Editor’s note: This article is part of an ongoing franchise series, which highlights brands that are new to or aggressively expanding via franchising. Is your restaurant starting to franchise? Email us at [email protected].
When Mike Layne attended Texas A&M in the 1990s, he noticed that College Station, Texas, was missing something. He couldn’t find any good chicken tender places. So in 1994, he opened a small restaurant, the first Layne’s Chicken Fingers, across the street from the university, said Layne’s COO Samir Wattar.
In 2017, Garret Reed, an experienced restaurant executive, and his business partner Matt O’Reilly bought the brand with the intention to franchise. At that point, the company had three restaurants. Reed and O’Reilly began opening new locations in Texas, including Dallas-Fort Worth.
A year later, Wattar came across the restaurant brand when a location opened near his home in Frisco, Texas.
“What attracted me the most was the environment [and] how I felt when I walked into the restaurant, and the way the employees were behaving and reacting to my visit,” he said. “When I tried the food, that’s what sold me the most. … I became a regular.”
Wattar met Layne’s owners through a friend and became chief operating officer in 2021. He has experience in restaurant operations, training, supply chain and franchise development.
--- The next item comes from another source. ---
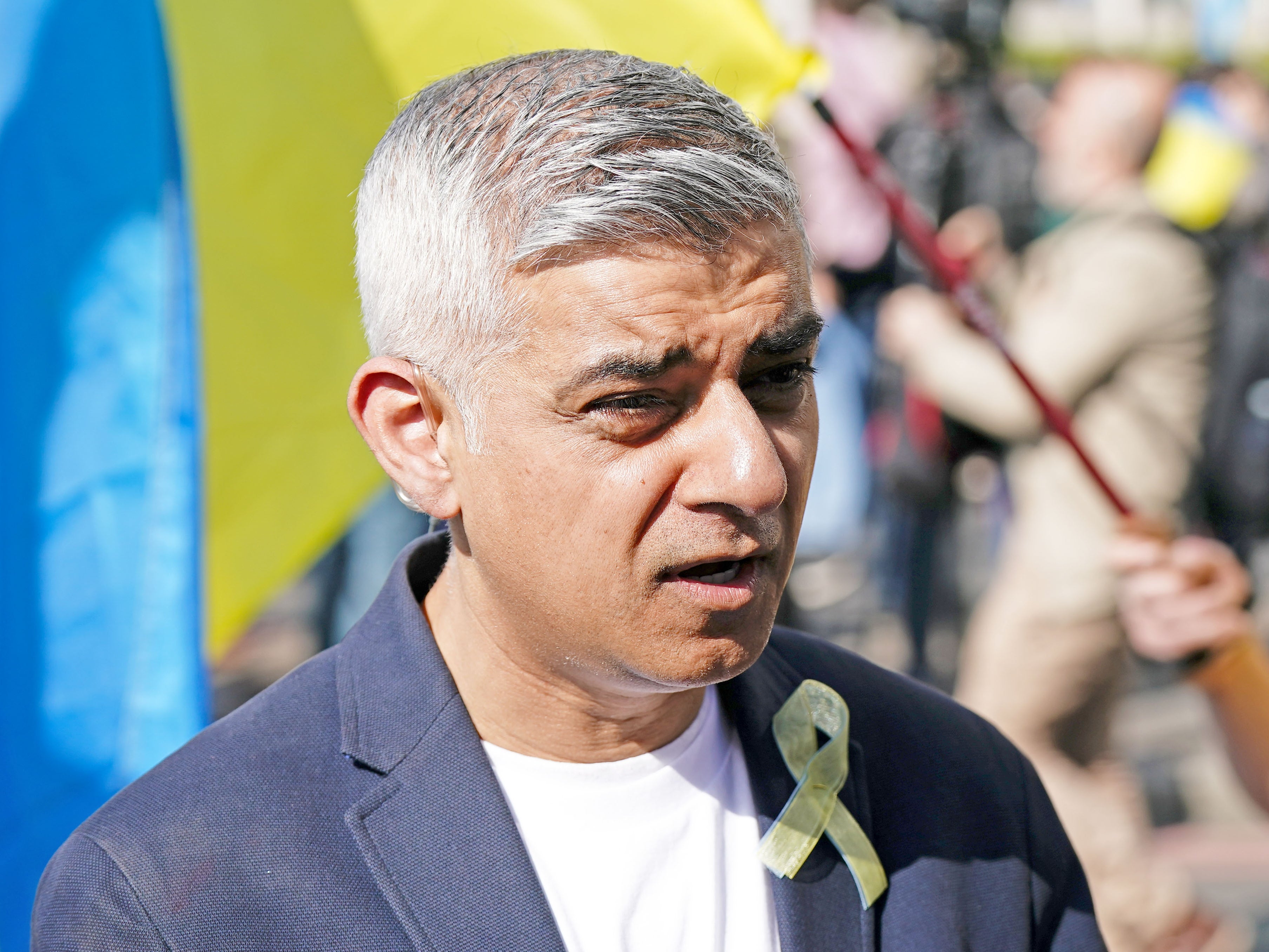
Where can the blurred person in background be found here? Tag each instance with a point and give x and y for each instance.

Prior to Layne’s, he worked at Fuzzy’s Taco Shop as VP of supply chain and franchise development. He also was an executive at Mooyah’s Burgers, Fries and Shakes and helped grow the brand from 32 units to over 100, he said.
Since joining the company, Wattar helped prepare the brand to aggressively franchise. That meant going back to the basics and ensuring that it can best service not just the customers, but also the franchisee with operational, marketing and supply chain support. For example, its College Station franchisee had a different distributor than the Dallas-Fort Worth operator, which Wattar streamlined so the brand has only one vendor and one distributor, he said. Layne’s Chicken Fingers’ sister company Main & Main Capital Group, a real estate and development company founded in 2004 that has developed fast casual brands, provides expertise for real estate.
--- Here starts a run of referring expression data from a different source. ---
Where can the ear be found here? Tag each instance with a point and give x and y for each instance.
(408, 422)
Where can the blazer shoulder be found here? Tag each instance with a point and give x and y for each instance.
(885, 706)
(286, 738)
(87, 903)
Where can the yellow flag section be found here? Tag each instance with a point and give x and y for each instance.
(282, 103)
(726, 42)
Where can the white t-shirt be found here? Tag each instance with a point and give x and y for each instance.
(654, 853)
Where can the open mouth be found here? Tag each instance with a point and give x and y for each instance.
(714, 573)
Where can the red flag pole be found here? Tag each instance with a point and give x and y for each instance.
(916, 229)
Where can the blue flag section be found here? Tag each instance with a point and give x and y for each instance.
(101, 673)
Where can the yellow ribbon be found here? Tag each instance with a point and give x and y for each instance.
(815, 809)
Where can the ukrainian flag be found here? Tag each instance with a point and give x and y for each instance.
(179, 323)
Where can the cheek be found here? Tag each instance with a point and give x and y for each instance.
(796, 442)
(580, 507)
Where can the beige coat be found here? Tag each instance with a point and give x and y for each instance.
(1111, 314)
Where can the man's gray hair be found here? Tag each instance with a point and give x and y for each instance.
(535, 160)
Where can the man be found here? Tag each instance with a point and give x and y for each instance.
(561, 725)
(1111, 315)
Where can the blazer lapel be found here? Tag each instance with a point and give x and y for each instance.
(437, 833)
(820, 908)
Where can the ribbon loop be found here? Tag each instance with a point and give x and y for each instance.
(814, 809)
The company also built a robust training program for managers that is about four weeks long. It also offers a weeklong training for franchisees within a corporate location to show the operator everything about the brand.
The manager training, which is completed at Layne’s Chicken Fingers’ headquarters in Dallas, takes the manager through every job from back office tasks, which involves learning the store’s food and labor costs, to on-the-job training such as how to greet guests and how to fry and serve the chicken.
Managers are also trained on the meaning behind the chain’s logo, dubbed Astro Chicken, of a chicken wearing a space helmet. The image symbolizes the zaniness of a chicken, which tries to fly,but can’t, to the seriousness of taking on and completing a mission like flying into space, Wattar said.
Astro Chicken also falls within its four brand pillars: “hot food fast,” “perfect every time,” “15 to one” (meaning service has to be 15 times better than the food) and “everything we do is over the top.” The last pillar means that everything the company does, from how it treats its employees to how it serves its guests and franchisees, exceeds expectations, he said.
Customer service is a core component of the company’s culture. Employees aren’t given scripts on what to say to customers and are expected to act naturally, Wattar said. If they see a mother with a stroller coming in the door, an employee typically goes to help them with the door. If a customer ordered two or three meals, a staff member will typically help the customer carry the bags to the car, Wattar said. At the drive-thru, they are conversational, saying things like “How can I kick it up for you today?”
The brand, which now has 10 units, started selling franchised units last year and has since sold 63 units to eight operators, Wattar said. One of its newest Houston locations, which opened in a former liquor store in March, offers drive-thru only service — a first for the system.
The brand will also open in inline, endcap and drive-thru locations depending on the real estate parcel and what is around it. For example, a franchisee found a 950-square-foot inline location, which is much smaller than the average Layne’s Chicken Fingers location, which is around 2,200 square feet with a drive-thru. But this format was similar to other restaurants in the area, so Layne’s bought the site and it functions more like a fast casual, Wattar said.
Development plans: Layne’s Chicken Fingers’ goal is to have 50 restaurants open by 2027, Wattar said. While the company is selling units outside of Texas, it would like to sell out the state as it has done in Dallas-Fort Worth, Houston and Austin. Its first restaurant outside of Texas is expected to open in May next to the University of West Virginia. It has also sold units in Pittsburgh, Northern Virginia and Madison, Wisconsin, he said.
Ideal franchisees: The company partners with multi-unit operators that commit to a minimum of three units, Wattar said. When it first meets a prospective operator, Layne’s Chicken Fingers assesses whether the franchisee has the infrastructure, financial wherewithal and passion to support the brand.